Here are some notes about accommodation bills in detail:
- Definition: An accommodation bill is a bill of exchange that is drawn without any consideration. In other words, there is no underlying trade transaction that gives rise to the bill. The bill is simply drawn to help one party raise funds or to provide financial assistance to another party.
- Legal status: Accommodation bills are not enforceable by law. This is because they lack consideration, which is one of the essential elements of a valid contract. However, accommodation bills can still be useful financial instruments, as long as all parties involved are aware of the risks involved.
- Parties involved: There are three parties involved in an accommodation bill: the drawer, the drawee, and the accommodation party. The drawer is the person who draws the bill and is ultimately responsible for its payment. The drawee is the person who is named on the bill and who is obligated to pay it on maturity. The accommodation party is the person who agrees to guarantee the payment of the bill.
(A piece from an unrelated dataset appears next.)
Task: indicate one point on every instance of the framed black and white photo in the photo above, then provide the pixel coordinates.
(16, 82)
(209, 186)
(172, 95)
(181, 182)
- Accounting treatment: Accommodation bills are treated as a liability by the drawer and as an asset by the drawee. The accommodation party is not treated as a party to the bill for accounting purposes.
- Importance: Accommodation bills can be used for a variety of purposes, such as:
- Raising funds for a short-term need
- Providing financial assistance to a friend or family member
- Securing a loan from a bank
- Risks: There are a number of risks associated with accommodation bills, including:
- The possibility that the drawee will not pay the bill on maturity
- The possibility that the accommodation party will not be able to honor their guarantee
- The possibility that the bill will be dishonoured, which could damage the credit rating of the drawer
Overall, accommodation bills can be a useful financial instrument, but it is important to be aware of the risks involved before using them.